Since the introduction of a new law in 2011, the rules governing pharmacy ownership in Hungary have been made stricter each year, resulting in one of the most restricting regimes in Europe. This has happened in spite of fairly significant lobbying by European and local pharmacy chain owners. The express purpose of the strict requirements was to protect the interests of local individual private pharmacists by excluding (typically non-Hungarian) institutional pharmacy chains from the Hungarian market.

Institutional investors in existing pharmacies were obliged to appoint a local pharmacist as director of the pharmacy and to sell at least 25% of their shareholding to the director or other private pharmacists by January 2014. By 2017 there is an obligation on investors to sell at least 51 per cent of the pharmacy to the pharmacists, thus effectively putting all pharmacies under the control of individual local pharmacists. There is an additional restriction, limiting the maximum number of pharmacies which may be owned by one individual pharmacist to four, with the evident intention of outlawing pharmacy chains.


Every year 1,500 students attend the four faculties, and 300 students complete their studies.

Graduate education:

The faculties admit students after a successful entrance examination in two general subjects (Biology and Physics or Chemistry), nowadays combined with matriculation.

Every year nearly 300 students start their studies in all four faculties according to a given quota determined by the ministry; foreign students have to pay for their education.

Training is given in Hungarian and in English, the latter only for foreign students.

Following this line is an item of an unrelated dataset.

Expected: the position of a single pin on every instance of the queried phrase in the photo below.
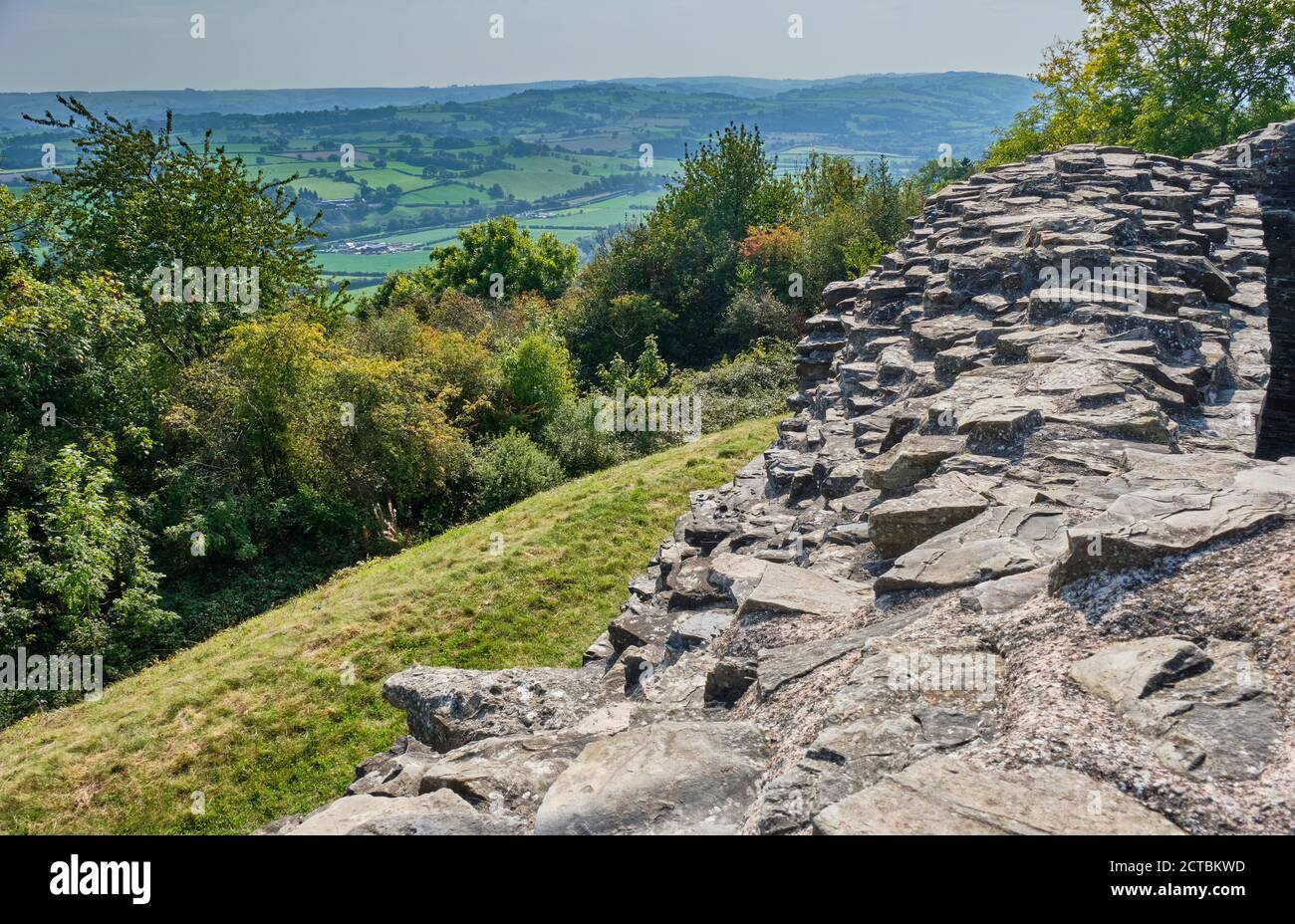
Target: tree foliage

The curriculum includes five years of basic and special studies. The first two years cover basic sciences and are taught outside the Pharmacy faculties. In the next three years emphasis is given to specialised knowledge in pharmaceutical and medicinal fields. Three elective subjects have to be selected in the ninth semester from more than 25 different topics.

Types of training involve lectures (48%), seminars (3%) and practice (50%) which are evaluated after oral or written tests.

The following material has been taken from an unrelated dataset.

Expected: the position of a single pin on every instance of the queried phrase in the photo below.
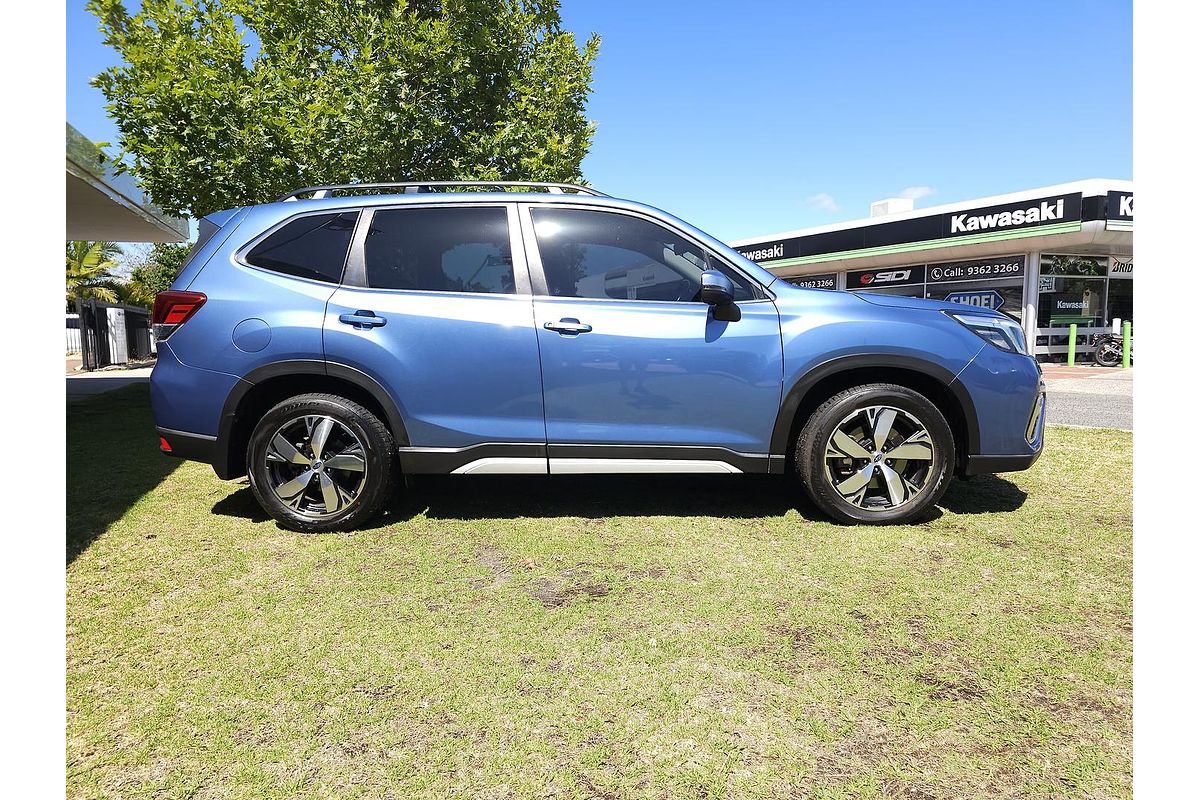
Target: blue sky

Students must then write a thesis under the instructions of a tutor and defend it before the final exam.

One month’s compulsory summer practice after years 2, 3 and 4 has to be given in a public or institutional pharmacy or within industry. Before and during the 10th semester the students have to spend 2+4 months in a practical training programme (min. 18 weeks in a community pharmacy and the rest in a hospital pharmacy).

The final exam includes a written test, practical work and a theoretical part, the last two being given before a general board. On successful completion of their studies, they get their diploma which leads to the degree of Master of Sciences. 2009 was the first time pharmacists were given a doctor’s title, which is not a scientific one, but gives them the right to use “Dr” before their name.

Postgraduate education:

There are two main fields for pharmacists to get further education after getting their diploma:

  • Specialisation of pharmacists,
  • doctoral programs.

All pharmacists who work on fields where they must renew their registration every 5 years, have to take part in continuing education (CE) or Life Long Learning (LLL) and collect a prescribed number of points. For all other pharmacists it is not obligatory.

Continuing education:

The system has operated from year 2000, within a legal framework.

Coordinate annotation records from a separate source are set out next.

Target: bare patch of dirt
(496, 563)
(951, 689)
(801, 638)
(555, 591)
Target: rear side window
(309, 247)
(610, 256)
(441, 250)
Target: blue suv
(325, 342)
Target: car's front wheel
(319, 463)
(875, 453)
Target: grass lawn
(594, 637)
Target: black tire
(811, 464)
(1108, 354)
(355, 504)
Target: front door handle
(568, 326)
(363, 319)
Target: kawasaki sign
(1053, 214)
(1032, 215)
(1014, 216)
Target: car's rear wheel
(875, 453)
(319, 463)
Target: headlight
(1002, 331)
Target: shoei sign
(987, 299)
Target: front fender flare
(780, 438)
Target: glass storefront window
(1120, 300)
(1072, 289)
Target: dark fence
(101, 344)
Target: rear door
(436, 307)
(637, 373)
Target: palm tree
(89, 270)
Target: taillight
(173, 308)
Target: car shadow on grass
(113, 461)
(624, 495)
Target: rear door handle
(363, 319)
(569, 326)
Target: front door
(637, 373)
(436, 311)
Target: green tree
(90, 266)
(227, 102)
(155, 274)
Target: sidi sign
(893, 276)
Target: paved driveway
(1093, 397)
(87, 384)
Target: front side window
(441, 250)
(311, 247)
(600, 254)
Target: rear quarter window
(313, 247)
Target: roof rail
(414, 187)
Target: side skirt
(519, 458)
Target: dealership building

Pharmacists working in public and hospital pharmacies are required to collect 250 points every 5 years. The points are of two types: practical and theoretical.

The number of practical points is 100 (20 p.a.) and are given when somebody works full or part time.

The theoretical scores (150 per 5 years) have to be collected in three main categories:

  • obligatory courses (organised only by universities) (50 points per 5 years),
  • obligatory elected courses (hosted by universities) (25 points per 5 years),
  • freely elected courses (the rest of theoretical points).

The types of courses include: congresses, conferences, training courses, individual training course etc. Other opportunities to collect points include scientific publications, patents, giving lectures etc. When pharmacists specialise or get a PhD degree automatically get 50 points p.a. Distance learning is an individual category.

The maximum number of points is limited (20 points p.a.) and one point is given after three questions are answered correctly. Answers are always checked by a competent committee.